Inoculation Improves Microbial Manganese Removal during the Start-Up of Rapid Sand Filters

Abstract

Long start-up times to achieve manganese removal in rapid sand filters can pose challenges for drinking water companies. This study assessed the start-up dynamics of manganese removal in two full-scale dual-media rapid sand filters treating groundwater containing iron, ammonium, and manganese. After inoculation with 20% biologically active coated sand, ammonium and manganese removal efficiencies of ∼60–70% and ∼30–50% were achieved, respectively. Complete removal of ammonium occurred after ∼8 weeks, but ∼17 and ∼25 weeks were required for manganese removal in the two filters. Full manganese removal, accompanied by manganese oxide formation on new grains, was achieved when ∼50% of the ammonium was removed within the anthracite layer.
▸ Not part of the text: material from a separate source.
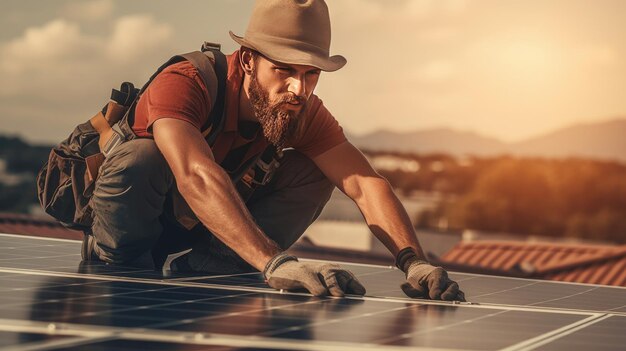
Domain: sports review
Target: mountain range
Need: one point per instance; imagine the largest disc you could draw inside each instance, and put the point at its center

X-ray spectroscopy of manganese oxides in the mineral coatings indicated a dominance of biologically produced manganese oxide with a structure similar to that of δ-MnO₂, suggesting continuous microbial manganese oxidation in inoculated rapid sand filters. Concomitant changes in 16S rRNA gene profiles combined with qPCR and solute profiles suggest a key role for Nitrospira in both nitrification and manganese oxidation. We show that inoculation with biologically active filter medium enhances the efficiency of ammonium and manganese removal during filter start-up, offering a promising improvement strategy for rapid sand filters.

Inoculation of rapid sand filters improves ammonium and manganese removal, potentially due to increased Nitrospira abundance.